The UAE is to grant citizenship to over 1,000 children of Emirati women married to foreign men, it was announced on Sunday.
“President Sheikh Khalifa bin Zayed Al-Nahayan has issued decrees granting citizenship to 1,117 children of UAE women married to foreigners who satisfied requirements for citizenship,” the state-owned WAM news agency said.
The children will be granted full UAE citizenship once they reach 18 years old, the report added.
The Gulf is home to a disproportionate number of expatriate workers, but in the past few children born to a foreign father were not eligible for citizenship in the country of birth. Tunisia was previously the only country to offer gender equality in terms of parents being able to pass citizenship to their children.
Algeria allows women to pass citizenship to their foreign husbands and children, while Morocco and Egypt also allows foreign husbands to apply for local passports.

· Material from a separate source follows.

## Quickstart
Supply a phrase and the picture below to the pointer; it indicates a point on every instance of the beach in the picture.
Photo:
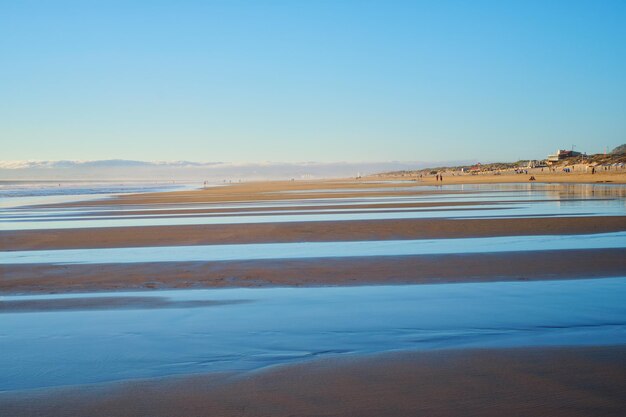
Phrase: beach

The issue of citizenship has been a hot topic for debate in the Gulf in recent years. Bahrain expatriates in August called for a review of the country’s citizenship rules in sessions of a national dialogue for reforms in the Gulf kingdom.
Expat workers called on the National Dialogue, a state-appointed body tasked with airing political grievances in the wake of widespread political protests that rocked the Gulf state earlier this year, to review rules relating to citizenship, suggesting the children of longtime residents should receive residency automatically after the age of 18.